クリエイター大集合のハイブリッド宴会、スナック永子の終宴より早2年半……。

永子ママが著書を携えてスーパーデラックスに帰還! その初エッセイ『女の解体』(サイゾー)発売記念パーティー開催とともに、スナック永子が一夜限りの大復活を果たします!

トークあり! DJあり! VJあり! ライブあり! 面白映像あり!
豪華メンバーが大集結する狂乱の祭! お誘い合わせのうえ、どなたさまもお気軽にお越しください!
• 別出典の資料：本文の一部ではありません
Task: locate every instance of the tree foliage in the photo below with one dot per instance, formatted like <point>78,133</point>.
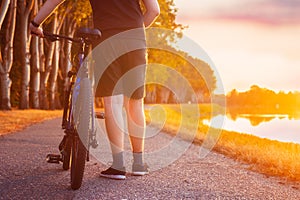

https://www.super-deluxe.com/room/4081/
http://nagako.tumblr.com/post/139786002112

20:00 open 物販&サイン会

20:30 〜 21:30 『女の解体』発売記念トークイベント
林永子×しQちゃん×AR三兄弟

発売記念トークのゲストは、なんと! 林永子がコラムを連載していたWEBマガジン『messy』の公式ゆるキャラ、子宮の妖精『しQちゃん』がリアルに降臨! 巨大な妖精と永子ママの奇天烈トークに華を添えるべく、スナック永子には欠かせない盟友AR三兄弟も緊急参戦! 人間離れしたスペシャルトーク、乞うご期待!

◆一夜限りの大復活『スナック永子』

22:00 〜 25:00
DJ:ヴィーナス・カワムラユキ(しぶや花魁)、Sakiko Osawa(OIRAN MUSIC)、佐々木亨、Watusi(COLDFEET) and more
VJ:冠木佐和子、CAVIAR、ケンケン&マッキー(大澤健太郎 and 牧野惇)、橋本麦、浜根玲奈 and more

LIVE:寺田創一 House Set

林永子

1974年、東京都新宿区生まれ。武蔵野美術大学映像学科卒業後、映像制作会社に勤務。日本のMV監督の上映展プロデュースを経て、MVライターとして独立。以降、サロンイベント『スナック永子』主宰、映像作品の上映展、執筆、ストリーミングサイトの設立等を手がける。現在はコラムニストとしても活動中。初エッセイ集『女の解体 Nagako’s self contradiction』(サイゾー)を2016年3月に上梓。